Researchers are racing to perfect an artificial retina that could restore limited sight to the blind.

ELLEN DURCKEL

“Our hope is that the thin-film ceramic sensors will serve as substitutes for the damaged rods and cones in the eye stimulating the brain to see in much the same way the cochlear implant stimulates the brain to hear.”
No one would ever confuse William Boyd with Steve Austin, the iconic—and bionic—hero of the ‘70s TV series The Six Million Dollar Man. Austin was a top astronaut for NASA whose crash-related injuries led to substantial reengineering of various body parts by way of high-tech implants. Boyd spent his career at the considerably less glamorous Nabisco Bakery in Houston, Texas, mixing the dough that yields Ritz Crackers. In order to regain his fading vision, however, Boyd now hopes to become something of a bionic man himself, or at least a man with a bionic eye.
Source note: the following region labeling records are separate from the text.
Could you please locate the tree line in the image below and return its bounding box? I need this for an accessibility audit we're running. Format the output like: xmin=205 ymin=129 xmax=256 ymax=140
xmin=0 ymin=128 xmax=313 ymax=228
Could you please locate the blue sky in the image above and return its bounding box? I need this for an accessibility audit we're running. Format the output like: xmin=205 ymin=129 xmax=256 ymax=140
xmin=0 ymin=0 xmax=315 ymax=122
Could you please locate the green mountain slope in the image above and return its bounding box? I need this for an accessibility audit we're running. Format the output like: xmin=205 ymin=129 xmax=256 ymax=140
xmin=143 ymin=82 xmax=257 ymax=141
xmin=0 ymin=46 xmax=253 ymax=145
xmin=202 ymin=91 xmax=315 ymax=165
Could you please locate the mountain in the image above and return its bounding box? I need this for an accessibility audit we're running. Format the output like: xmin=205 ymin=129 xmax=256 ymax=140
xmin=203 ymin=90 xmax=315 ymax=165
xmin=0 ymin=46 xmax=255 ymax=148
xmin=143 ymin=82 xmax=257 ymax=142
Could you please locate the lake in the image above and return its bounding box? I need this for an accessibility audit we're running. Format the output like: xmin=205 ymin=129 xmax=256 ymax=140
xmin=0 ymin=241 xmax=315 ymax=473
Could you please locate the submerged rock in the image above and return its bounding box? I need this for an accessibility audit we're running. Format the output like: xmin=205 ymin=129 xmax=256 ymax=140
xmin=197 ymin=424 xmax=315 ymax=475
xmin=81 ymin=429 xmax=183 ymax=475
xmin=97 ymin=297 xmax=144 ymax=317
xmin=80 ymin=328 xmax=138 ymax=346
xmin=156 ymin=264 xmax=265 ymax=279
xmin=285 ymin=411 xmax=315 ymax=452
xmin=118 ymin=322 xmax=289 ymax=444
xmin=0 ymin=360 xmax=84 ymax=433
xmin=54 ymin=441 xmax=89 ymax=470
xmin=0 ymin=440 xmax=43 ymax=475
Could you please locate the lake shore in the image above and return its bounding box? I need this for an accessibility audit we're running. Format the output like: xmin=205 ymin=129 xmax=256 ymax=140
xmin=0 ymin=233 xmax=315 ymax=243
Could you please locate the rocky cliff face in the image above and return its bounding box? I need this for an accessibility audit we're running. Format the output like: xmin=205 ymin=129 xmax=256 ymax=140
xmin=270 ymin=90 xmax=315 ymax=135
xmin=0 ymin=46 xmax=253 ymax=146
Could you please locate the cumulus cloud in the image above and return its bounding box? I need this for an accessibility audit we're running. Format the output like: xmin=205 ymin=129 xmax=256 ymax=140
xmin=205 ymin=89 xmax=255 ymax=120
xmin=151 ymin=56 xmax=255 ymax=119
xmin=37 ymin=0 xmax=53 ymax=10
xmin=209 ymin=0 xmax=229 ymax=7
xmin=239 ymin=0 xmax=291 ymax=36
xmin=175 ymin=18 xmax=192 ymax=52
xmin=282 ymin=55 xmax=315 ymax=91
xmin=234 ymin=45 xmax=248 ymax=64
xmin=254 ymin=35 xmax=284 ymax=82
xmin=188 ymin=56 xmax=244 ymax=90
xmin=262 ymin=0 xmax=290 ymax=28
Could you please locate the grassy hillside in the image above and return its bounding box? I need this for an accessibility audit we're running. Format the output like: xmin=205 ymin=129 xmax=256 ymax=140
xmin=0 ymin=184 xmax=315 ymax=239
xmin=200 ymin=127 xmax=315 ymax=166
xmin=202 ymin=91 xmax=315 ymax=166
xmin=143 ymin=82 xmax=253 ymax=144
In 1979, the then 36-year-old father of four began to notice that his eyesight, including his peripheral vision, was changing. He would transfer large tubs of dough onto floor jacks for a trip to the elevator, and then bump into things. It got so bad that his supervisor asked if he’d been drinking.
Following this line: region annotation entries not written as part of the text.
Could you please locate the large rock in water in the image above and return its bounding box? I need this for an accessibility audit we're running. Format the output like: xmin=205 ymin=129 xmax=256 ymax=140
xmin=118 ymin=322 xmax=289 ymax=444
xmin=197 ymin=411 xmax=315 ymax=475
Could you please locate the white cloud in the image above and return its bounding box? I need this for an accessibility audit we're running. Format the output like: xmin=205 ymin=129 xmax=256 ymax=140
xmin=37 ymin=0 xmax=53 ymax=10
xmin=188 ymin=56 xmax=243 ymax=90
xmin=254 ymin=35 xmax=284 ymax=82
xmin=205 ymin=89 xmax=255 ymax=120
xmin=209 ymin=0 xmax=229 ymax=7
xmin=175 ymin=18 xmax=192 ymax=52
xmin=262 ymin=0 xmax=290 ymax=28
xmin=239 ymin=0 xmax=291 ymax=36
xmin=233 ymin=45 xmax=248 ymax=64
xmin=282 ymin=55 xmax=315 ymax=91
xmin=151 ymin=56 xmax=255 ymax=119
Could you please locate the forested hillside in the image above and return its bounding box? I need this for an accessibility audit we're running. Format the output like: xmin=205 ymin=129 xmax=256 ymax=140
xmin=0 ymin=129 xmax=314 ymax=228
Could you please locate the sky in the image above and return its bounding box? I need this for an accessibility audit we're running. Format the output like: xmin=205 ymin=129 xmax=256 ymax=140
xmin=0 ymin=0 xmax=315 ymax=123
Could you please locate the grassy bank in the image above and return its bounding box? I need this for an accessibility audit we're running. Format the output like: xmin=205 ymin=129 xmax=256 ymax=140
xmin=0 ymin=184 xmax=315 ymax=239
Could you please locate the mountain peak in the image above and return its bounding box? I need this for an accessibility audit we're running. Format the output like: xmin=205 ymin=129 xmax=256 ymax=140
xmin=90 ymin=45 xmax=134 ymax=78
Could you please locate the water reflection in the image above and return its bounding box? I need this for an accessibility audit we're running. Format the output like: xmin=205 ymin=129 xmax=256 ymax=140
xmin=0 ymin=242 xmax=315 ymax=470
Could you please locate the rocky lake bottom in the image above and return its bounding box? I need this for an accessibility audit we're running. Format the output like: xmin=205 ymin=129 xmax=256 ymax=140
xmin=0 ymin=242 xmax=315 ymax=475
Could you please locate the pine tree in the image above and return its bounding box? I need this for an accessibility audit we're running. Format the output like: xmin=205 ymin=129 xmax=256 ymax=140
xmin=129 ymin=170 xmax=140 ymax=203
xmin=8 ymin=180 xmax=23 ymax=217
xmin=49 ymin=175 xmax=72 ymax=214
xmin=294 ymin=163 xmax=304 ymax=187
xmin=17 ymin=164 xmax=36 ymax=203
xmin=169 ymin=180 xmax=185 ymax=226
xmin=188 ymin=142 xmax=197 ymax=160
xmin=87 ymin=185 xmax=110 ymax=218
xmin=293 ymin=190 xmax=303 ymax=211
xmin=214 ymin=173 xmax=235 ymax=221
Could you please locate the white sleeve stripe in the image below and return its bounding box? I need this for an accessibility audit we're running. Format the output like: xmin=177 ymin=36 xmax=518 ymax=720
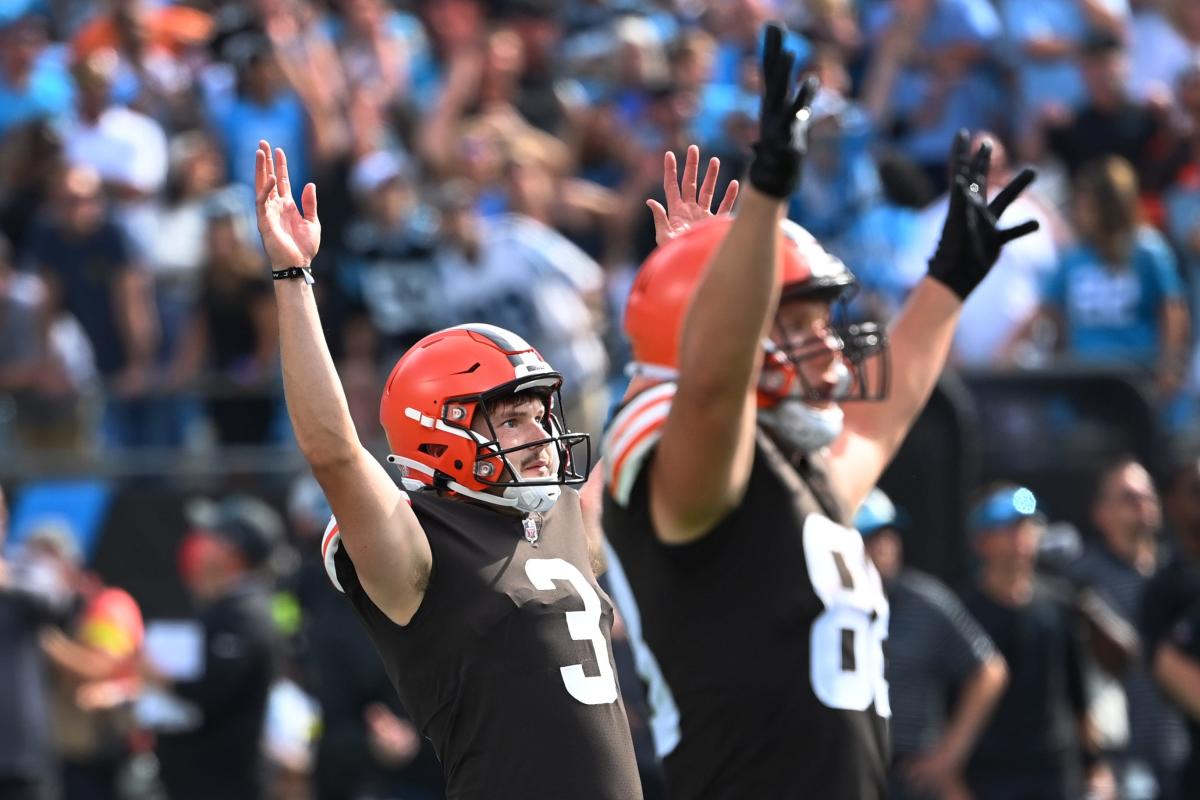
xmin=320 ymin=517 xmax=346 ymax=595
xmin=606 ymin=381 xmax=676 ymax=451
xmin=605 ymin=399 xmax=671 ymax=480
xmin=611 ymin=425 xmax=662 ymax=507
xmin=320 ymin=491 xmax=413 ymax=595
xmin=604 ymin=541 xmax=680 ymax=759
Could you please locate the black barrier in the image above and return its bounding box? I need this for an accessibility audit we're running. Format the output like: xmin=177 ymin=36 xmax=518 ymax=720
xmin=880 ymin=373 xmax=978 ymax=584
xmin=962 ymin=367 xmax=1169 ymax=544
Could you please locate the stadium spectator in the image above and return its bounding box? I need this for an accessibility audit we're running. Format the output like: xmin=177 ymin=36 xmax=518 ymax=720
xmin=143 ymin=495 xmax=283 ymax=800
xmin=58 ymin=50 xmax=168 ymax=258
xmin=854 ymin=489 xmax=1008 ymax=800
xmin=0 ymin=119 xmax=62 ymax=254
xmin=0 ymin=489 xmax=65 ymax=800
xmin=1129 ymin=0 xmax=1200 ymax=104
xmin=71 ymin=0 xmax=214 ymax=124
xmin=146 ymin=131 xmax=254 ymax=359
xmin=962 ymin=485 xmax=1116 ymax=800
xmin=0 ymin=13 xmax=73 ymax=136
xmin=894 ymin=132 xmax=1061 ymax=367
xmin=25 ymin=167 xmax=157 ymax=447
xmin=863 ymin=0 xmax=1001 ymax=190
xmin=174 ymin=203 xmax=278 ymax=445
xmin=34 ymin=524 xmax=143 ymax=800
xmin=1139 ymin=458 xmax=1200 ymax=798
xmin=1025 ymin=32 xmax=1169 ymax=193
xmin=1022 ymin=157 xmax=1189 ymax=398
xmin=1067 ymin=458 xmax=1187 ymax=799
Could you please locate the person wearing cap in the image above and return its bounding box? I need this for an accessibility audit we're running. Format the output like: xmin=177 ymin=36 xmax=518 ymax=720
xmin=1138 ymin=455 xmax=1200 ymax=798
xmin=1067 ymin=456 xmax=1187 ymax=798
xmin=964 ymin=485 xmax=1115 ymax=800
xmin=143 ymin=495 xmax=283 ymax=800
xmin=0 ymin=489 xmax=62 ymax=800
xmin=854 ymin=489 xmax=1008 ymax=800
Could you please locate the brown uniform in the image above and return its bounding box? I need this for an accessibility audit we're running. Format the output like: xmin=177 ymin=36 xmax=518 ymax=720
xmin=323 ymin=489 xmax=642 ymax=800
xmin=604 ymin=384 xmax=890 ymax=800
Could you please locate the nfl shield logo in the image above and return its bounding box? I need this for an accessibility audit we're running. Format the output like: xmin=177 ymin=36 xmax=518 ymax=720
xmin=521 ymin=517 xmax=538 ymax=547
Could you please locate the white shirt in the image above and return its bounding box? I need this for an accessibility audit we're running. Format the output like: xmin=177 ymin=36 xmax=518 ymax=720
xmin=1129 ymin=10 xmax=1200 ymax=100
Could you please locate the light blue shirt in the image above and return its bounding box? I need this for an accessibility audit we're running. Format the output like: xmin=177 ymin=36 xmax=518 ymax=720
xmin=0 ymin=50 xmax=74 ymax=136
xmin=1045 ymin=228 xmax=1183 ymax=366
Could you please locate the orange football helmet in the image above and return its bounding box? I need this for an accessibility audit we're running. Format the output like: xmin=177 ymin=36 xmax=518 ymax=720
xmin=625 ymin=216 xmax=887 ymax=407
xmin=379 ymin=324 xmax=592 ymax=512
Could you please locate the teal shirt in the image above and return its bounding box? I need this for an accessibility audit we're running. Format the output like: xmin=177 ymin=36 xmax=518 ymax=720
xmin=1045 ymin=228 xmax=1183 ymax=366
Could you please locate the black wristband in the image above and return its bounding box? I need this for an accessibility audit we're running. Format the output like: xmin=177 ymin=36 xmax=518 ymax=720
xmin=271 ymin=266 xmax=316 ymax=285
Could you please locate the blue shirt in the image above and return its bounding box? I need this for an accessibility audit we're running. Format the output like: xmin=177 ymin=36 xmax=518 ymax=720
xmin=1000 ymin=0 xmax=1129 ymax=124
xmin=1045 ymin=228 xmax=1183 ymax=365
xmin=868 ymin=0 xmax=1001 ymax=164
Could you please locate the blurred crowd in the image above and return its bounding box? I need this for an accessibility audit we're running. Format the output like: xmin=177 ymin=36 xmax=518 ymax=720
xmin=7 ymin=457 xmax=1200 ymax=800
xmin=0 ymin=0 xmax=1200 ymax=450
xmin=0 ymin=0 xmax=1200 ymax=800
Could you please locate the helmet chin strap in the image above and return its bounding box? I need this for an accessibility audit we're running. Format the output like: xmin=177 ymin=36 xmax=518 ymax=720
xmin=388 ymin=456 xmax=563 ymax=513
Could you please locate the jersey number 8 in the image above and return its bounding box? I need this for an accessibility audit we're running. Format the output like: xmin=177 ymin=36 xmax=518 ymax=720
xmin=804 ymin=515 xmax=892 ymax=717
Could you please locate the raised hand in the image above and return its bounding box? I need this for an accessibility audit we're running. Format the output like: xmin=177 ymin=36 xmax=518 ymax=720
xmin=646 ymin=145 xmax=738 ymax=246
xmin=749 ymin=23 xmax=817 ymax=199
xmin=254 ymin=140 xmax=320 ymax=270
xmin=929 ymin=131 xmax=1038 ymax=300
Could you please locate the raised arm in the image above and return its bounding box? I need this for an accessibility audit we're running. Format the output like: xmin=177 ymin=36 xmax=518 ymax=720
xmin=649 ymin=25 xmax=816 ymax=543
xmin=829 ymin=131 xmax=1038 ymax=509
xmin=254 ymin=142 xmax=432 ymax=625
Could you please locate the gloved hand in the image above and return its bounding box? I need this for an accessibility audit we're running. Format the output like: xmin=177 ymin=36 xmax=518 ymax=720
xmin=929 ymin=131 xmax=1038 ymax=300
xmin=749 ymin=23 xmax=817 ymax=198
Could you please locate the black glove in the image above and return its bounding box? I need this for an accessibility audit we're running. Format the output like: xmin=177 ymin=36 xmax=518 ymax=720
xmin=749 ymin=23 xmax=817 ymax=198
xmin=929 ymin=131 xmax=1038 ymax=300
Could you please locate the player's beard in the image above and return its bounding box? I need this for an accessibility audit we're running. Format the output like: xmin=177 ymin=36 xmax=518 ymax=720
xmin=514 ymin=444 xmax=562 ymax=483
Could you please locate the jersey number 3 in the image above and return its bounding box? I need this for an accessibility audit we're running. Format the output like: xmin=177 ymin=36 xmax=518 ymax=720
xmin=526 ymin=559 xmax=617 ymax=705
xmin=804 ymin=515 xmax=892 ymax=717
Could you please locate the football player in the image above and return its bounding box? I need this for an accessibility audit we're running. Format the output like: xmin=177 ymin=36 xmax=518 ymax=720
xmin=604 ymin=21 xmax=1034 ymax=799
xmin=256 ymin=142 xmax=641 ymax=800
Boyd eventually went to the doctor, and the diagnosis was devastating: retinitis pigmentosa, or RP, a genetic condition that causes degeneration of the natural photoreceptors—the rods and cones—that line the retina in the back of the eye. The next year, Boyd was forced to retire, his vision so compromised that, to get around, he was forced to rely on a cane and on the help of his daughters. 
Now, nearly three decades later, Boyd finally has some hope for improvement. And it rests with his ophthalmologist, Dr. Charles Garcia, and his entrepreneurial efforts to develop an artificial retina which could be implanted in patients. The basic science underlying the device was developed thanks to research sponsored by the ultimate source of Steve Austin’s fictional transformation—the U.S. space program. “Eventually I’ll be completely blind,” says Boyd, now 65. “What do I have to lose?”
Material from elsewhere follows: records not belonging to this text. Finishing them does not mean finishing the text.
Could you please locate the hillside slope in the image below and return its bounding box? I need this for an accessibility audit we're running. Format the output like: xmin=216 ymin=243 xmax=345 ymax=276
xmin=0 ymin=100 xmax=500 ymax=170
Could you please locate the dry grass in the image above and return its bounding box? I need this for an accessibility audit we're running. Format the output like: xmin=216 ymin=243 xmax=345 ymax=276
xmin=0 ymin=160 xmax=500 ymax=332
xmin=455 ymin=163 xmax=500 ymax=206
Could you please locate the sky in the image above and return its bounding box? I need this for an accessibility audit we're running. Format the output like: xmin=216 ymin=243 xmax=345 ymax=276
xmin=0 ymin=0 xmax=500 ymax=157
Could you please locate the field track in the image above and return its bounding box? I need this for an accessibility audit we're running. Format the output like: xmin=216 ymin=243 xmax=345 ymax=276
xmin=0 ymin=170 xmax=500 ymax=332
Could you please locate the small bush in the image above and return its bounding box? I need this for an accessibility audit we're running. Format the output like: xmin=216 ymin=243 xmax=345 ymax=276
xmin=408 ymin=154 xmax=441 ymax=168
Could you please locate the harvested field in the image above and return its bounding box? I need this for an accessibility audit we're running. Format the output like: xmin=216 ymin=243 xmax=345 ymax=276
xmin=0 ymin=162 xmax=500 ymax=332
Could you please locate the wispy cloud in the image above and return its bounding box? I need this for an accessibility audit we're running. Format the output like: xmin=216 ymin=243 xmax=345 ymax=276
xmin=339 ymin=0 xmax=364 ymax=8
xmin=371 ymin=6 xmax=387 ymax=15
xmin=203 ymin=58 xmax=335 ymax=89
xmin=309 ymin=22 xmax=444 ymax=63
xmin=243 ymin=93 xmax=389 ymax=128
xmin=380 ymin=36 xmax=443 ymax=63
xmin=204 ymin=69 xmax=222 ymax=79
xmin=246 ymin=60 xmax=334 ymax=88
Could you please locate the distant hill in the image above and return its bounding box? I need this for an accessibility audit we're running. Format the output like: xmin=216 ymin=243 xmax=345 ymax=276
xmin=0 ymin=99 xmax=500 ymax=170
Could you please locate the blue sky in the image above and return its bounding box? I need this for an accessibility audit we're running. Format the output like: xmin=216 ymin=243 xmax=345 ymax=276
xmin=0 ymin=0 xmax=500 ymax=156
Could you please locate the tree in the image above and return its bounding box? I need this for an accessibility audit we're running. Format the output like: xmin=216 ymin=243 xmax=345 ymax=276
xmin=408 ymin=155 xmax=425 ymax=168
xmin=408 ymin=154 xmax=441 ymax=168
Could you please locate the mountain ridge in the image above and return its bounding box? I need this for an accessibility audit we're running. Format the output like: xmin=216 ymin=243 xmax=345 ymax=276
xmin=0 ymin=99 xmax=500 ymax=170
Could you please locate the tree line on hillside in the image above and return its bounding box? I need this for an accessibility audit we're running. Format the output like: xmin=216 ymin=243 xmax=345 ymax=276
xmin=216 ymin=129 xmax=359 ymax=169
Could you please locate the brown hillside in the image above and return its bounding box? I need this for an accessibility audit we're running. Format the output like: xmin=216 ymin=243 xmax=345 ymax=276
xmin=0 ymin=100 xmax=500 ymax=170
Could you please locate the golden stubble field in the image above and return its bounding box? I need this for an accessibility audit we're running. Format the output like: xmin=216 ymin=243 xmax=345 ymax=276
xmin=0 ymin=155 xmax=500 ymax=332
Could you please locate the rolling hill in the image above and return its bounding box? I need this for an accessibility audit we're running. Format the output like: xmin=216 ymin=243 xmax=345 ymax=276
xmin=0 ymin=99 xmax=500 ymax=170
To develop the device, Garcia, who is on the faculty at the University of Texas Medical School at Houston, set up a company called Virtual Vision in 2003. Privately owned and angel funded, Virtual Vision is one of several companies that have spun out of research at the University of Houston’s Center for Advanced Materials, one of 11 previously NASA-sponsored Research Partnership Centers. The artificial retina, Virtual Vision’s only product in development, is a thin film consisting of 100,000 ceramic detectors, each of which is five microns in diameter—the same size as the natural photoreceptor rods and cones in the human eye. 
These detectors essentially perform the work that the diseased eye’s faulty rods and cones are no longer capable of doing. When working properly, the natural structures convert light to electrical impulses that then travel along 1.2 million neurons in the optic nerve to the brain, where they are processed into coherent images. The natural rods, cylindrical in shape, can detect a single photon, which means they are 100 times more sensitive to light than the cones. Accordingly, the rods allow for vision in low light, but they respond more slowly than cones. Cones require more light, but they provide finer detail and a faster response time that allows clear perception of rapidly changing images. Cones are also sensitive to color.
“Our hope is that the thin-film ceramic sensors will serve as substitutes for the damaged rods and cones in the eye stimulating the brain to see in much the same way the cochlear implant stimulates the brain to hear,” says Virtual Vision Vice President Alex Ignatiev, who is also the director of the Center for Advanced Materials at the University of Houston.